Il dottor Kruger è uno studioso del suicidio. Psichiatra, benestante, vuole creare una struttura dove chi lo desidera, e dopo gli opportuni controlli, può darsi la morte in modo pulito, sereno, con assistenza medica, realizzando addirittura l’ultimo desiderio. Al momento deciso si dovrà bere un preparato che nel giro di tre minuti, e senza possibilità di cambiare idea, darà la morte. I candidati devono mandare un video in cui spiegano le loro motivazioni. Sarà Kruger a scegliere. E’ così che nella lussuosa villa adibita a clinica cominciano ad arrivare un famoso comico con un cancro, una bella ragazza che soffoca se ogni ora non si fa una iniezione, un uomo che si è giocato vita e affetti al gioco d’azzardo, un ragazzo che tenta di suicidarsi da quando ha 7 anni, un obeso rapper, un vecchio cabarettista e altri ancora. Una miscela esplosiva di personalità nichiliste, che tuttavia Kruger riesce a gestire. Fino alla notte in cui scoppia un incendio.

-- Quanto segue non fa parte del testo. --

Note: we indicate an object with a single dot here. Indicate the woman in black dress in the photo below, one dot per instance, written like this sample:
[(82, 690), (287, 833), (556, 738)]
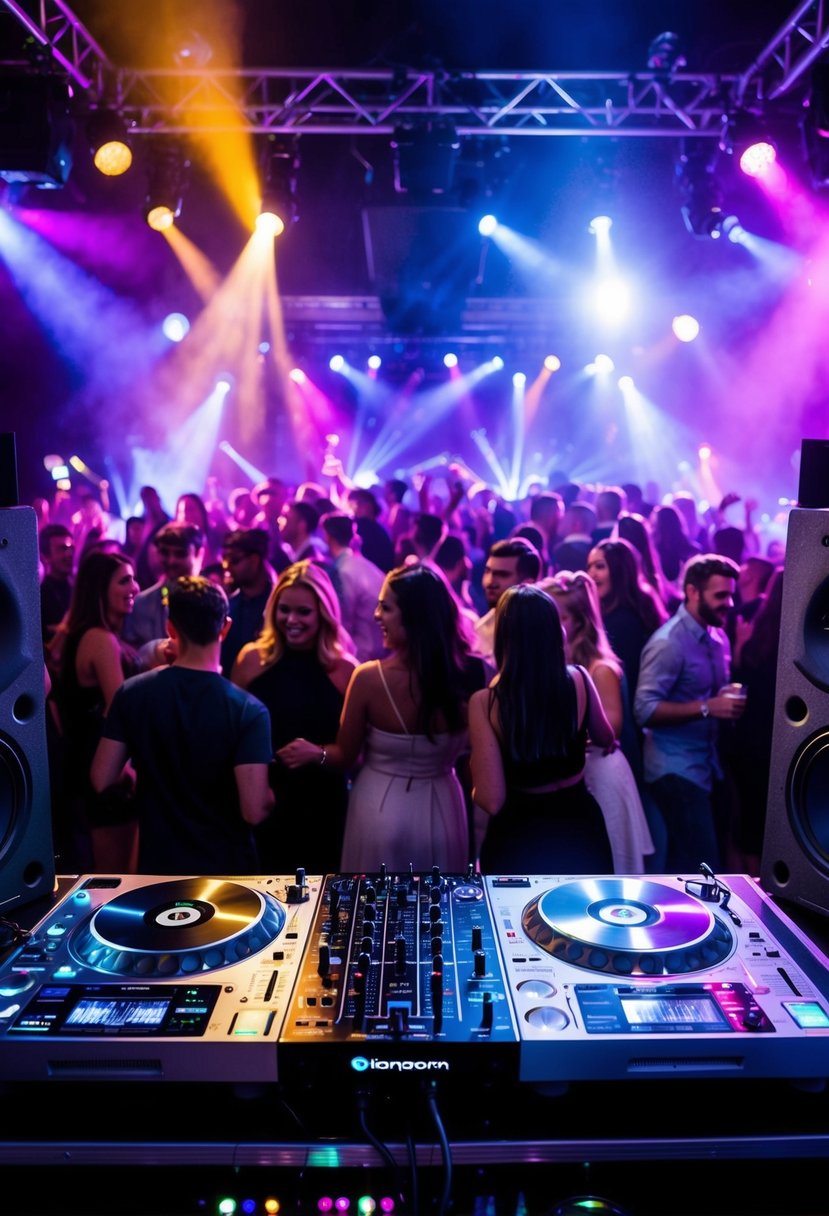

Olias Barco ha diretto il suo primo cortometraggio a 21 anni, nel 1992. Con “Poubelles” nel 1994 ha vinto il premio Rail d’Or alla Settimana della critica al Festival di Cannes e nel 2002 ha diretto il suo primo lungometraggio, “Snowborder”. Questo “Kill me please” è un ritorno fulminante. Girato in uno splendido bianco e nero, con una fotografia che alterna lampi di luce a momenti quasi sfocati, perfetta per sottolineare gli stati emotivi dei personaggi, (fatte le dovute proporzioni) il film ha momenti di comicità pura che ondeggiano tra Mel Brooks e Jim Jarmusch. Una tela di “serietà” e di riflessioni “scientifiche” sulla quale con poche e mirate pennellate il regista disegna follie, strappi, fughe. Su tutto, la morte, che fa sempre di testa sua. (Sa.Sa.)